Our BeActive Club: Building Health and Connection at Work




We all know that physical activity is good for us, but how often do we actually reach the level recommended by the World Health Organization (WHO): 2.5 hours per week? Between work, family, and daily life, it’s easy for movement to slip to the bottom of the list.
At Clinia, we decided to do something about it. That’s how the BeActive Club was born. Yes, we get paid to exercise and it works! Here’s how our BeActive Club helps us move, connect, and stay well together.
The idea is simple:
Every physical activity — from running to yoga to cycling — is tracked through Strava.
Each hour logged earns a small financial incentive.
Hitting the WHO’s recommended 2.5 hours per week unlocks a bonus.
Each week, we share the leaderboard of the three most active employees.
We donate to a local organization using the additional funds raised when employees exceed a capped amount per quarter. The recipient organization is chosen through an annual vote.
The focus isn’t on competition but on encouragement and inclusivity: whether you’re an experienced marathoner, taking a walk at lunch, or practicing adaptive sports, every effort counts.
We wanted to create more than a wellness perk. The BeActive Club was designed to meet several objectives:
Promoting health: encouraging everyone to meet the minimum standard to truly make a difference.
Building community: seeing colleagues cheer each other on in Strava, swapping training tips at the coffee machine, or even planning after-work runs together.
Making movement part of culture: showing that taking care of yourself is not a distraction from work; it’s an investment in energy, focus, and wellbeing.
Supporting local initiatives: staying connected outside the company while contributing to projects in Montreal that promote health, sports, education, or community support.
Since launching the BeActive Club, we’ve seen notable achievements:
Someone who once hated running lacing up to run up to four times a week.
Several employees shifting their view of physical activity — from a chore to a pleasant time of movement and awareness.
Ping-pong battles breaking out during happy hours at the office.
The whole company trying out capoeira, pilates, yoga, rafting, and beach volleyball (and actually having fun!).
More colleagues sharing their activities and celebrating milestones together.
Informal team-building through walks, bike rides, and even after-hours fitness classes.
A mindset shift: exercise is no longer “extra”, but part of how we live and work. Weekly recaps often push some to reorganize their schedule when they see they haven’t reached the recommended 2.5 hours or haven’t exercised at all.

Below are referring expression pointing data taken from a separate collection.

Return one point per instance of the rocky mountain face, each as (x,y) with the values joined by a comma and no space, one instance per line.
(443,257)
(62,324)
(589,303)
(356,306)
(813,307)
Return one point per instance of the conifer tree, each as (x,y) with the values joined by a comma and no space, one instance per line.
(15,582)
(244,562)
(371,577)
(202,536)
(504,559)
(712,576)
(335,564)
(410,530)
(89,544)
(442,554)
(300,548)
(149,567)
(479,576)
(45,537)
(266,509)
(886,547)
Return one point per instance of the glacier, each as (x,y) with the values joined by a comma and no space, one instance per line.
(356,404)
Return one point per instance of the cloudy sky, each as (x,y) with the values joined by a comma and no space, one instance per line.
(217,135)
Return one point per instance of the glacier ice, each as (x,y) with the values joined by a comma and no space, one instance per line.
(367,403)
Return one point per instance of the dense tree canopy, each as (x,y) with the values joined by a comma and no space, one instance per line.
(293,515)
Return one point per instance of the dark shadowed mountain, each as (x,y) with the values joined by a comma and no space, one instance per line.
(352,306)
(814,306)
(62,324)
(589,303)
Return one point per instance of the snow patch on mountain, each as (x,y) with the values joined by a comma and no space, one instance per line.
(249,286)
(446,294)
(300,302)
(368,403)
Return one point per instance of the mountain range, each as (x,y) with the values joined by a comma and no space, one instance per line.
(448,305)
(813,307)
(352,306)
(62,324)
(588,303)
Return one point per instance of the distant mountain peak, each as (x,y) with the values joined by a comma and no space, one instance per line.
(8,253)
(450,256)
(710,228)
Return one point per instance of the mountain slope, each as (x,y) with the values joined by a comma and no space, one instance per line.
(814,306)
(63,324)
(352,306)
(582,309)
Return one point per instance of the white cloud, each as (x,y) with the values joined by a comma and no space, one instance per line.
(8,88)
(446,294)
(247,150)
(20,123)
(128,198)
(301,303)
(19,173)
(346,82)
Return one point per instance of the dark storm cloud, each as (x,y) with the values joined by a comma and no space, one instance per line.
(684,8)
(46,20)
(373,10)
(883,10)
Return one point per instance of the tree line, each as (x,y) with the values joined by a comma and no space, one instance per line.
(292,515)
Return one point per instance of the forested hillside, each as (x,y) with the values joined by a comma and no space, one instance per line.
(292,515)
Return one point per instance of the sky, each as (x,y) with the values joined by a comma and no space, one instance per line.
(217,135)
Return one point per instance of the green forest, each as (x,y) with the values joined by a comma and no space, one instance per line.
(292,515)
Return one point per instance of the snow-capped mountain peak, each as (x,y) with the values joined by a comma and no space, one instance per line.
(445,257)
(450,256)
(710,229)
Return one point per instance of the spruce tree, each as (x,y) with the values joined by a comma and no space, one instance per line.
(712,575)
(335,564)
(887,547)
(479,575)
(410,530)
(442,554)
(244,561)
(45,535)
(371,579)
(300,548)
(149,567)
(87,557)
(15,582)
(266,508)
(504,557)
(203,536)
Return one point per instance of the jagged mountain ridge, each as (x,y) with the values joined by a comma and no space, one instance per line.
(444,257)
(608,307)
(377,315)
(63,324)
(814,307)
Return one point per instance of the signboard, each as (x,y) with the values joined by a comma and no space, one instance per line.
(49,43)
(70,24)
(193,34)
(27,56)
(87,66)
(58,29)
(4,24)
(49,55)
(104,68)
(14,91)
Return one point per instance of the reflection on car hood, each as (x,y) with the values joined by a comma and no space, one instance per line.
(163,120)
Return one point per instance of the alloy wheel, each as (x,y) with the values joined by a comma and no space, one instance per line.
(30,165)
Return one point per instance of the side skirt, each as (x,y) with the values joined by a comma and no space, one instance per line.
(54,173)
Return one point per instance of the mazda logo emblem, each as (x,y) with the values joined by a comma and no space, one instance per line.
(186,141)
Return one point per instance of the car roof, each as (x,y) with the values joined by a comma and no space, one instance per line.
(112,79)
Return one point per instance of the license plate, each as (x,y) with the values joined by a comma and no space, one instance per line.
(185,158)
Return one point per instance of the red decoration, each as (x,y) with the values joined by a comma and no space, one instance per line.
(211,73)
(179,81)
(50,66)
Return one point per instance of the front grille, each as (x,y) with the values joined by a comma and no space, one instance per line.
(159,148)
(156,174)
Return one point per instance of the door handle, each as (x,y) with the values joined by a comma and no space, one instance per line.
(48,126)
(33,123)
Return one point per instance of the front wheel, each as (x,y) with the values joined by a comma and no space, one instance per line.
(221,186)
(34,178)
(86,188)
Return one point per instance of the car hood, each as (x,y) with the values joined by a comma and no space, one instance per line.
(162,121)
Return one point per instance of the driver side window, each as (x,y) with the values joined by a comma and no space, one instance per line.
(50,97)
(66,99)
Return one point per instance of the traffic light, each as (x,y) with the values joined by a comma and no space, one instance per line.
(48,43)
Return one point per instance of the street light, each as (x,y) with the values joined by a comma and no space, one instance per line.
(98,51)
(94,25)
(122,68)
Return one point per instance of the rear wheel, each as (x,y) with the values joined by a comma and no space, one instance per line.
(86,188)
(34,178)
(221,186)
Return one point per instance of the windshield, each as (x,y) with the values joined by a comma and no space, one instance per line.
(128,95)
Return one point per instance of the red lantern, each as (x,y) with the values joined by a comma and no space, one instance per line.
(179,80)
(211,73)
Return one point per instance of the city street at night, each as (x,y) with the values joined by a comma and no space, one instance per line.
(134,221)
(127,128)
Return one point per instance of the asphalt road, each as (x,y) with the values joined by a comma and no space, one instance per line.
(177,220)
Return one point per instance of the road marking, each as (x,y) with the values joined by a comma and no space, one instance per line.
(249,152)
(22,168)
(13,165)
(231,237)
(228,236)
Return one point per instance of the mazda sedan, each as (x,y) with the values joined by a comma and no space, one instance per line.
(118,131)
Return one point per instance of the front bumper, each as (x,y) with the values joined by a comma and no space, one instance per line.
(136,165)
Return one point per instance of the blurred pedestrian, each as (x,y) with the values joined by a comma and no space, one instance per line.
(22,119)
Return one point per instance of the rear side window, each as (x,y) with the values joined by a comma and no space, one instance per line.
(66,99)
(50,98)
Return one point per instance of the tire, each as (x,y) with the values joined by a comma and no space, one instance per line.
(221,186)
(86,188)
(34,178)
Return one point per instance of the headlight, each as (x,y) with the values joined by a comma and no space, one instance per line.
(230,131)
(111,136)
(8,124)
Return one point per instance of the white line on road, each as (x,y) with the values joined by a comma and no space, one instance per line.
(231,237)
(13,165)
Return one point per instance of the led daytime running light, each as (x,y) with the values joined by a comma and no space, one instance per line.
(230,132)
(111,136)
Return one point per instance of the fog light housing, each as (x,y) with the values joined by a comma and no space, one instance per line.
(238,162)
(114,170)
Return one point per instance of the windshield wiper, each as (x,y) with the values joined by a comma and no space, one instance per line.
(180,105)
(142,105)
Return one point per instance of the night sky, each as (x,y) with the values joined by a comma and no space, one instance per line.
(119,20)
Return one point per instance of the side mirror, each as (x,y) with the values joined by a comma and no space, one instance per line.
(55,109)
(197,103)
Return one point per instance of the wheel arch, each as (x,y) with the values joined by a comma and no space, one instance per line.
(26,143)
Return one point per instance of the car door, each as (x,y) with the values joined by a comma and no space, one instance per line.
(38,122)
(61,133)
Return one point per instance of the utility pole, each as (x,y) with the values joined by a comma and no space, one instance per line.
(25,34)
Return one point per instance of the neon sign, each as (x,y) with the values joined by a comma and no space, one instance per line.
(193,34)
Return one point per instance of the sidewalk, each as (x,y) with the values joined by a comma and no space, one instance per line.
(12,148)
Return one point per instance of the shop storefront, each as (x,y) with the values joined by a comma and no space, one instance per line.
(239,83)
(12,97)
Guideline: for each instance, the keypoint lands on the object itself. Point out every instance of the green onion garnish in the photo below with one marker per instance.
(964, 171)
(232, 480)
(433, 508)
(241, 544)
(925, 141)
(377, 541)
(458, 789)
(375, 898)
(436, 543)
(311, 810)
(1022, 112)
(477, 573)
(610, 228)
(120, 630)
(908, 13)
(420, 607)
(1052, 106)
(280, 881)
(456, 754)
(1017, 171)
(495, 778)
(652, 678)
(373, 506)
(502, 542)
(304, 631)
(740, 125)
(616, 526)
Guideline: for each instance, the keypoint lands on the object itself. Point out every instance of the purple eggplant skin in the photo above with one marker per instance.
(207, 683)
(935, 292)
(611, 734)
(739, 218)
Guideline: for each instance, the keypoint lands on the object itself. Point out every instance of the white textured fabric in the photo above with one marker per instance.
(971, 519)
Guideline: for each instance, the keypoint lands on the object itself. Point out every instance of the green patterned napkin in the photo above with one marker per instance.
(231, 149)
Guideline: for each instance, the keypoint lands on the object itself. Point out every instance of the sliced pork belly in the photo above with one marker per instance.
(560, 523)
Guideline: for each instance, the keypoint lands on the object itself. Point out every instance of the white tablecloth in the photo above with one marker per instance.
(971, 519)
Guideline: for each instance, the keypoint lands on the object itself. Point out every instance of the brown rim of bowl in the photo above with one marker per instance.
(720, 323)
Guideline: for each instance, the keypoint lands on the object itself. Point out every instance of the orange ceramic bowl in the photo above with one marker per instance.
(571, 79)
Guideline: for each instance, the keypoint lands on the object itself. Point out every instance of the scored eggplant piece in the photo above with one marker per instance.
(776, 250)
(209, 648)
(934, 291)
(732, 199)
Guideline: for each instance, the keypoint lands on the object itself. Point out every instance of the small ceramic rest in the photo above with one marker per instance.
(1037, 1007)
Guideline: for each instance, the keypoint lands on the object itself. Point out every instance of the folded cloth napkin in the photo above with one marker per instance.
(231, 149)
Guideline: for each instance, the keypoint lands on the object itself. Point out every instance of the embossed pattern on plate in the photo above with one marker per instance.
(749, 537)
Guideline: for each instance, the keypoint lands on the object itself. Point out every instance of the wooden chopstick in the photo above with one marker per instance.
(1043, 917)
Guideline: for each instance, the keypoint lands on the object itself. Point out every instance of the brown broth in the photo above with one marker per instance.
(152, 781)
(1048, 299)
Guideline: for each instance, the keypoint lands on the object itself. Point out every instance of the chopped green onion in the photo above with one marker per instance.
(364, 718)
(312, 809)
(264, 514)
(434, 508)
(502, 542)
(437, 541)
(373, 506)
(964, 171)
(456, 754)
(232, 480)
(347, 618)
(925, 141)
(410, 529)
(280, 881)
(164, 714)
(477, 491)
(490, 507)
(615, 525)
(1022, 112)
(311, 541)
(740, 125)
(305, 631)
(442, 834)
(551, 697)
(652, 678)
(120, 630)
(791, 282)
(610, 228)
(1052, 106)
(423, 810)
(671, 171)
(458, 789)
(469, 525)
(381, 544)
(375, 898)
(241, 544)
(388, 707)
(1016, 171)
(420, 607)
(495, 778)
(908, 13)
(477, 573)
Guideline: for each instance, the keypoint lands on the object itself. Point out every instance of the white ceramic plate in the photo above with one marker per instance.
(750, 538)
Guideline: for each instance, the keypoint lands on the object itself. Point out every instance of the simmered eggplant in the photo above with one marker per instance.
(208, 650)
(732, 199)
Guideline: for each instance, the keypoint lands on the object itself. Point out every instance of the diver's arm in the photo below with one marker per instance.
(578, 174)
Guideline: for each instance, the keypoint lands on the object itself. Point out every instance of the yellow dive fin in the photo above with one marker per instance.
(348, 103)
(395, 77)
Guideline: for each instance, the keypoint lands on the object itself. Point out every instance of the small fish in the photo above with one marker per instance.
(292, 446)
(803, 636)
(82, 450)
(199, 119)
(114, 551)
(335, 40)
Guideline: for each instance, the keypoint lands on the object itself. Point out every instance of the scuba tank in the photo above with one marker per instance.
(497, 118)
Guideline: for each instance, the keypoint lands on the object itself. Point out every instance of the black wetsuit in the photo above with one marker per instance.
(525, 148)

And of course, two colleagues logging an almost inhuman amount of cycling kilometers, competing so hard they now seem ready for the Tour de France.
What we’ve learned with the BeActive Club is simple: when you make physical activity visible, social, and rewarding, it becomes part of daily life rather than an afterthought. The benefits go well beyond individual health since they strengthen connection, energy, and even collaboration at work. Looking ahead, we want the program to evolve in a way that makes it more inclusive and actively avoids ableism, so that everyone can take part in ways that fit their abilities.
If you’re thinking about new ways to invest in wellbeing, why not start with movement? The WHO recommendation of 2.5 hours per week is a clear, achievable benchmark. With a bit of creativity, any company can turn it into a collective challenge that keeps people healthier, more engaged, and more active.